Я расплатился чеком и на такси, которые здесь, в Провиденсе, были еще не желтого цвета, а черные, как в Англии, поехал на автовокзал.
Пока в междугородном автобусе я проезжал через Новую Англию, у меня было время «Для чего?» подумал я. Смотреть в окно мне вскоре наскучило цветные стекла затемняли вид окружающей местности. Иногда автобус останавливался у пунктов дорожного налога, и водитель прямо из окна бросал несколько монет в воронку специально предназначенного для этого ящика. Чтобы лучше видеть, я попробовал открыть окно мне тут же сказали, что это выведет из строя систему воздушного охлаждения, и окно пришлось закрыть. Чем ближе мы подъезжали к Нью-Йорку, тем чаще вместо рекламных надписей попадались живописные плакаты: огромная пивная кружка с шапкой пены, бутылка кетчупа величиною с фонарный столб, реактивный самолет над облаками, изображенный в натуральную величину. Вокруг меня открывали банки с пивом, жевали арахис и, хотя курить запрещалось, украдкой передавали друг другу зажженные сигареты. Я сидел, почти не поднимая глаз, так что не видел лиц, а только одну эту возню. На полу валялись скорлупки грецких орехов и арахиса, иногда для приличия завернутые в обертки от жевательной резинки. Я начал читать «Зеленого Генриха» Готфрида Келлера. Отец Генриха Лее умер, когда мальчику было пять лет. Единственное воспоминание, которое сохранилось у него об отце, было такое: отец выдергивает из земли куст картофеля и показывает клубни. Мальчик всегда был одет в зеленое, и его вскоре прозвали Зеленым Генрихом.
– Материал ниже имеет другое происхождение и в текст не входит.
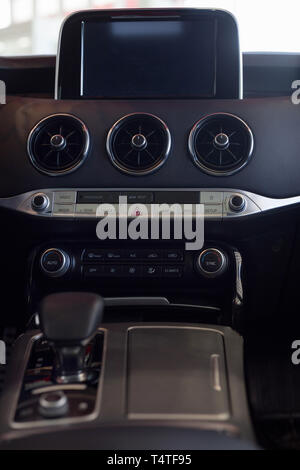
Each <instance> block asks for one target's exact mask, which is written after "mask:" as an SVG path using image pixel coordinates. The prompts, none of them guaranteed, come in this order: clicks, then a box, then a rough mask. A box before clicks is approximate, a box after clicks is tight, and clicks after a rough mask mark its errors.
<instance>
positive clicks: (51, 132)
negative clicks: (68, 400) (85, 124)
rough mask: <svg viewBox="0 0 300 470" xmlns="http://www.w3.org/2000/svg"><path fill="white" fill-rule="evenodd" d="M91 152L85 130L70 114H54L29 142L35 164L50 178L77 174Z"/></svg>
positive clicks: (78, 120)
mask: <svg viewBox="0 0 300 470" xmlns="http://www.w3.org/2000/svg"><path fill="white" fill-rule="evenodd" d="M88 148H89V134H88V130H87V128H86V126H85V125H84V124H83V122H82V121H80V119H78V118H76V117H74V116H71V115H69V114H54V115H52V116H49V117H47V118H45V119H43V120H42V121H40V122H39V123H38V124H37V125H36V126H35V127H34V128H33V130H32V131H31V133H30V135H29V138H28V154H29V157H30V159H31V162H32V164H33V165H34V166H35V167H36V168H37V169H38V170H39V171H41V172H42V173H46V174H47V175H50V176H57V175H61V174H66V173H70V172H72V171H74V170H75V169H76V168H78V167H79V166H80V165H81V164H82V163H83V161H84V159H85V158H86V156H87V153H88Z"/></svg>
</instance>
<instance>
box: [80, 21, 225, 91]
mask: <svg viewBox="0 0 300 470" xmlns="http://www.w3.org/2000/svg"><path fill="white" fill-rule="evenodd" d="M81 49H82V50H81V52H82V70H81V91H80V94H81V96H82V97H84V98H161V97H164V98H165V97H170V98H174V97H175V98H202V97H213V96H215V93H216V90H215V87H216V83H215V81H216V21H215V20H214V19H197V20H185V21H180V20H176V19H174V20H173V19H170V20H155V19H153V20H149V19H147V20H139V21H134V20H123V21H118V20H116V21H109V22H105V21H104V22H92V21H85V22H82V44H81Z"/></svg>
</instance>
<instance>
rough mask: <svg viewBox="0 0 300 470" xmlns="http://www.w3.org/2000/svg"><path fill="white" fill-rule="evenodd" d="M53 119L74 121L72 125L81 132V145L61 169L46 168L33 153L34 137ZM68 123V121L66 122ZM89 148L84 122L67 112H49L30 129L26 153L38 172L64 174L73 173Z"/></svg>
mask: <svg viewBox="0 0 300 470" xmlns="http://www.w3.org/2000/svg"><path fill="white" fill-rule="evenodd" d="M54 120H58V121H59V120H61V122H63V121H66V120H69V121H71V120H72V121H73V122H74V126H76V128H77V129H76V130H77V131H78V132H80V133H81V137H82V146H81V150H80V152H79V154H78V156H77V157H76V158H74V161H73V162H70V165H68V166H67V165H64V168H62V169H49V168H46V165H45V166H43V164H42V163H41V162H40V161H39V157H38V156H37V155H36V154H35V151H34V147H33V146H34V142H35V139H36V138H37V137H38V136H39V134H40V133H41V132H42V131H43V130H45V129H46V126H47V124H48V123H49V124H51V121H54ZM68 125H70V123H69V124H68ZM67 145H68V142H67V141H66V146H67ZM89 148H90V135H89V131H88V128H87V126H86V125H85V124H84V122H83V121H82V120H81V119H79V118H78V117H77V116H74V115H73V114H68V113H55V114H51V115H49V116H46V117H45V118H43V119H41V120H40V121H39V122H38V123H37V124H36V125H35V126H34V127H33V129H32V130H31V131H30V133H29V136H28V139H27V153H28V155H29V158H30V161H31V163H32V165H33V166H34V167H35V168H36V169H37V170H38V171H39V172H40V173H43V174H45V175H47V176H64V175H67V174H70V173H73V172H74V171H75V170H77V169H78V168H79V167H81V165H82V164H83V163H84V161H85V160H86V158H87V156H88V152H89Z"/></svg>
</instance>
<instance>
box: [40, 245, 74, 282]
mask: <svg viewBox="0 0 300 470" xmlns="http://www.w3.org/2000/svg"><path fill="white" fill-rule="evenodd" d="M40 265H41V269H42V271H43V272H44V273H45V274H46V275H47V276H48V277H53V278H54V277H62V276H64V275H65V274H66V273H67V271H68V270H69V268H70V265H71V260H70V256H69V255H68V254H67V253H66V252H65V251H63V250H60V249H57V248H50V249H49V250H46V251H45V252H44V253H43V254H42V256H41V262H40Z"/></svg>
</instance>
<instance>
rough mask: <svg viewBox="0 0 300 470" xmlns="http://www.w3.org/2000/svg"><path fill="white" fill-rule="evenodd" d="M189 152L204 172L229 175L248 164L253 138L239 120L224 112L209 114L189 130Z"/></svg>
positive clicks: (233, 116) (252, 136)
mask: <svg viewBox="0 0 300 470" xmlns="http://www.w3.org/2000/svg"><path fill="white" fill-rule="evenodd" d="M189 149H190V152H191V155H192V157H193V160H194V162H195V164H196V165H197V166H198V167H200V168H201V169H202V170H203V171H204V172H205V173H208V174H210V175H215V176H224V175H232V174H233V173H235V172H237V171H239V170H240V169H241V168H243V167H244V166H245V165H247V163H248V162H249V159H250V157H251V155H252V151H253V135H252V132H251V129H250V128H249V126H248V125H247V124H246V123H245V122H244V121H242V119H240V118H239V117H237V116H234V115H232V114H226V113H218V114H212V115H209V116H205V117H204V118H203V119H201V120H200V121H198V122H197V123H196V124H195V126H194V127H193V129H192V131H191V133H190V138H189Z"/></svg>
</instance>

По Брукнерской автостраде автобус въехал в Бронкс, потом свернул направо и пересек Гарлем-Ривер в направлении Манхэттена. Снизив скорость, он проезжал по Парк-авеню через Гарлем, пассажиры извлекли фотоаппараты, кинокамеры, и начались съемки. Была суббота, чернокожие обитатели Гарлема высыпали на улицу. Среди автомобильных остовов и полуразвалившихся домов, в которых лишь первый этаж был пригодным для жилья, они читали газеты, играли на мостовых в бейсбол, девочки в бадминтон; обычные вывески типа «Бифштекс по-гамбургски» или «Пицца» казались здесь диковинными и неуместными. Автобус ехал дальше, миновал Центральный парк и наконец свернул к темному зданию автовокзала неподалеку от 50-й улицы. Там я сел в такси, теперь уже желтое, и попросил отвезти меня в отель «Альгонкин».
Отель «Альгонкин» невысокое, узкое здание с тесными комнатами; в дверном проеме, даже когда номер заперт, видна довольно широкая щель между косяком и дверью, как будто дверь разболталась от частого дерганья. Проходя по коридору, я заметил на нескольких замках следы царапин. На сей раз мне с первой попытки удалось всучить один доллар японцу, который внес мой чемодан.
Комната выходила во двор, туда же, вероятно, выходила и кухня; во всяком случае, выглянув в окно, я увидел клубы пара, выталкиваемого вентиляторами, и услышал звяканье приборов и тарелок. В помещении было прохладно, кондиционер гудел, и то ли от этого, то ли оттого, что меня целый день везли, а сам я сидел без движения, меня зазнобило. Сидя на кровати, я пытался унять дрожь. Попробовал отключить кондиционер, но не нашел нужной кнопки. Позвонил вниз, кондиционер выключили. Гул прекратился. Наступила тишина, даже комната показалась просторней, я улегся на кровать. Поел винограда из вазы с фруктами на ночном столике.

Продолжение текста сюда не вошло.